I tried using SecurityContextConstraints.allowedCapabilities without allowPrivilegedContainer, but never got that working. Found that openshift-logging also uses allowPrivilegedContainer, so settled with that.

jonasbartho commented 5 months ago

Hi,

Try to avoid setting privileged: true, because it is basically giving the vector pod root access to the underlying host.

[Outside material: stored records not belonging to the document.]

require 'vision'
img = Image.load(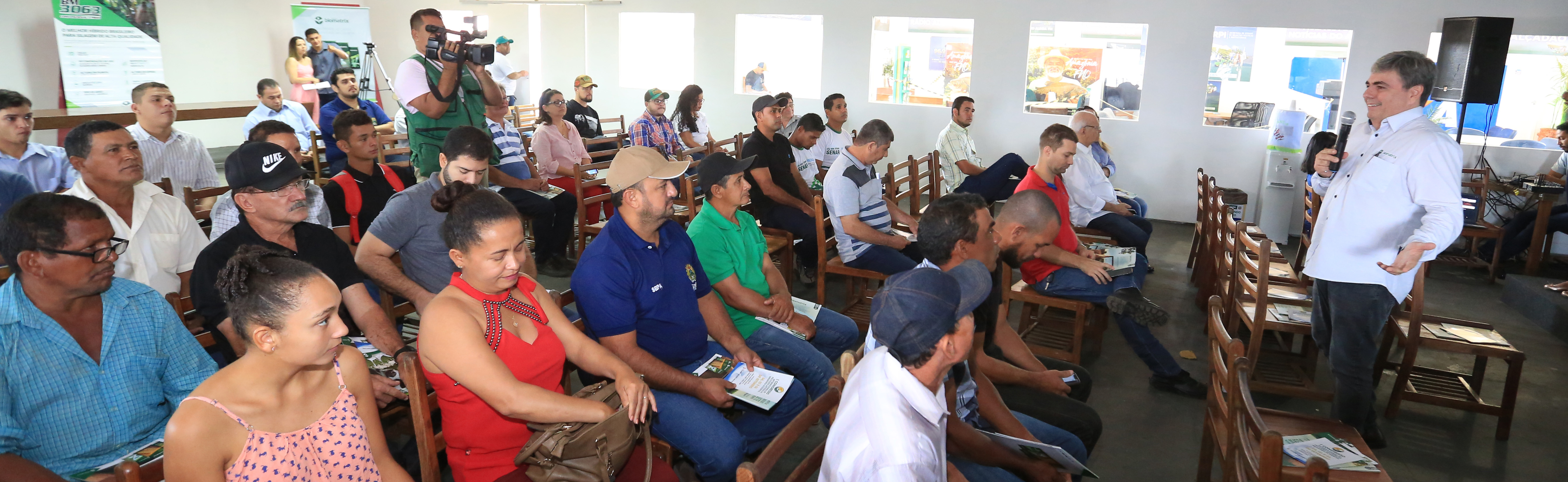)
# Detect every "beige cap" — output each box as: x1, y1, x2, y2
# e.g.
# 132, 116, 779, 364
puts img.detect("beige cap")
605, 146, 691, 192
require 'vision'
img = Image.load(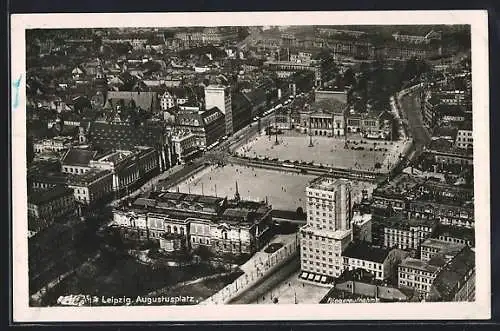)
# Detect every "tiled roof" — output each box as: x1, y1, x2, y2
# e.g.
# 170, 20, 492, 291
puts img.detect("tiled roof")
433, 247, 475, 301
104, 91, 158, 111
434, 225, 475, 246
28, 185, 73, 205
271, 209, 306, 221
89, 122, 163, 149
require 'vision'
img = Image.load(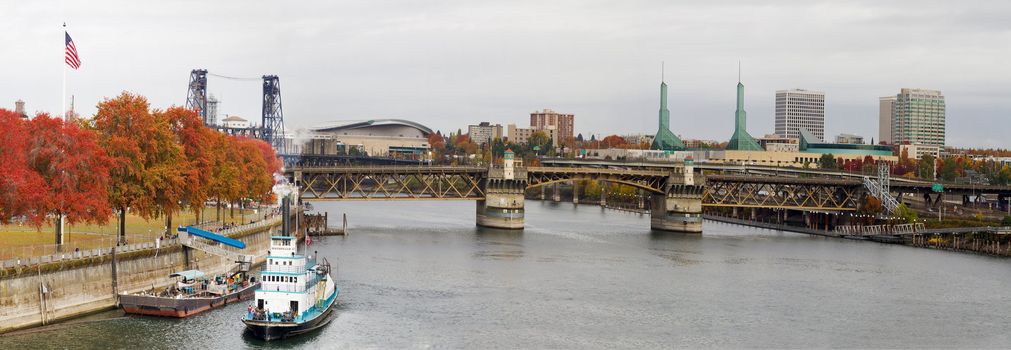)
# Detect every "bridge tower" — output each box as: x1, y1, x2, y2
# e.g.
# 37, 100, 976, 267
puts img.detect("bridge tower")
649, 158, 704, 234
260, 75, 286, 155
186, 69, 209, 125
476, 150, 527, 230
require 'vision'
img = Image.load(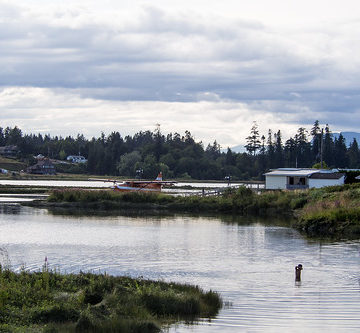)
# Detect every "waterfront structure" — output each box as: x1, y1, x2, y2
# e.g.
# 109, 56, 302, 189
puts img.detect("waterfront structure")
66, 155, 87, 163
0, 145, 19, 158
265, 168, 345, 190
26, 158, 56, 175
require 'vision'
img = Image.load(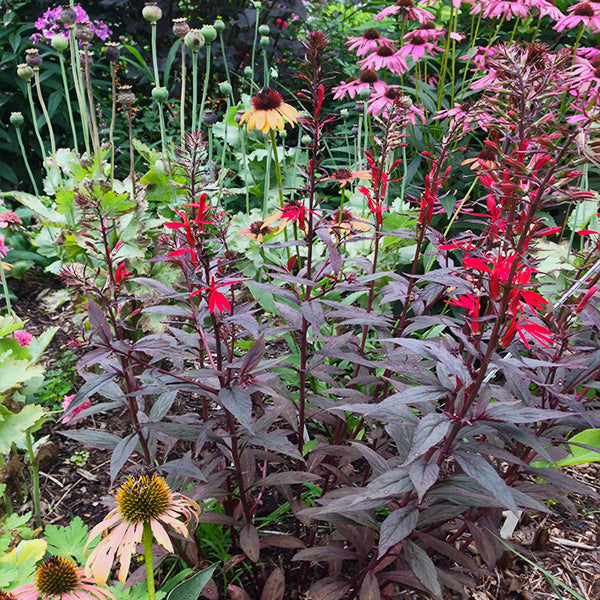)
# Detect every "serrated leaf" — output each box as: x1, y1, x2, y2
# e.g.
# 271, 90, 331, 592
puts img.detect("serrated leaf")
378, 506, 419, 558
404, 540, 442, 600
165, 565, 217, 600
452, 449, 518, 514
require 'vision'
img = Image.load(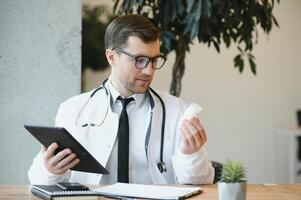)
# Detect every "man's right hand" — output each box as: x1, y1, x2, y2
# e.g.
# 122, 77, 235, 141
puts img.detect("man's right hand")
41, 143, 79, 175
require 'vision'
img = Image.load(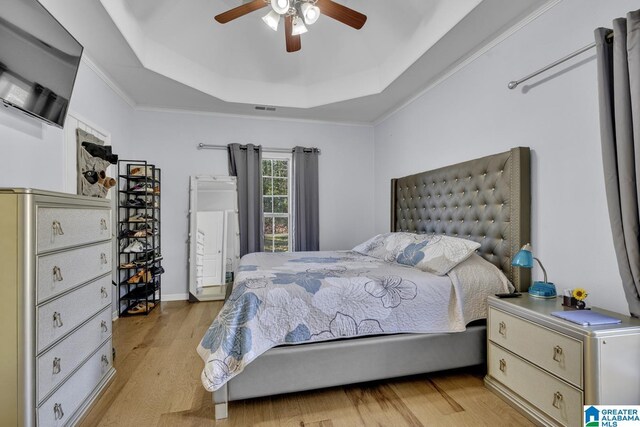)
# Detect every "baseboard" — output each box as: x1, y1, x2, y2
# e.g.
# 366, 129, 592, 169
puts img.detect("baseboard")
160, 293, 189, 301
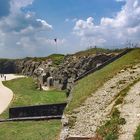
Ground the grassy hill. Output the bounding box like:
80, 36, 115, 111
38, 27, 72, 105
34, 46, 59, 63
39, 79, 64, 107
0, 78, 66, 140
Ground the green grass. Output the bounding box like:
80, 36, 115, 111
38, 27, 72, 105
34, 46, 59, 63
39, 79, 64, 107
0, 120, 61, 140
97, 79, 140, 140
0, 78, 66, 140
134, 125, 140, 140
65, 49, 140, 114
74, 48, 123, 57
97, 108, 126, 140
0, 78, 66, 118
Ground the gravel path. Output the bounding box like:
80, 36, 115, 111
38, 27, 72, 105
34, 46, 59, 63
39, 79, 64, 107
0, 74, 23, 114
119, 82, 140, 140
68, 65, 140, 137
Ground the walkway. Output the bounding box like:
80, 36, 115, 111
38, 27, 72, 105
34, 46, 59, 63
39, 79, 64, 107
0, 74, 23, 114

Configure your scc to this again and remove privileged: true:

allowPrivilegeEscalation: false
allowPrivilegedContainer: false

Then add this in your daemonset:

      - op: add
        path: "/spec/template/spec/containers/0/securityContext"
        value:
          allowPrivilegeEscalation: false
          capabilities:
            add:
            - CHOWN
            drop:
            - KILL
            - DAC_OVERRIDE
            - FOWNER
            - NET_BIND_SERVICE
            - FSETID
            - SETGID
            - SETUID
            - SETPCAP
          privileged: false
          seLinuxOptions:
            type: container_logwriter_t
          seccompProfile:
            type: RuntimeDefault

and I would suggest applying this MachineConfig to the nodes where vector is running(with me it is on all my worker nodes):

variant: openshift
version: 4.14.0
metadata:
  name: 50-selinux-file-contexts-local
  labels:
    machineconfiguration.openshift.io/role: worker
storage:
  files:
    - path: /etc/selinux/targeted/contexts/files/file_contexts.local
      mode: 0644
      overwrite: true
      contents:
        inline: |
          /var/lib/vector(/.*)?    system_u:object_r:container_file_t:s0
systemd:
      units:
        - contents: |-
            [Unit]
            Description=Set local SELinux file context for vector

            [Service]
            ExecStart=/bin/bash -c '/usr/bin/mkdir -p /var/lib/vector;restorecon -Rv /var/lib/vector'
            RemainAfterExit=yes
            Type=oneshot

            [Install]
            WantedBy=multi-user.target
          enabled: true
          name: set-SELinux-context-local.service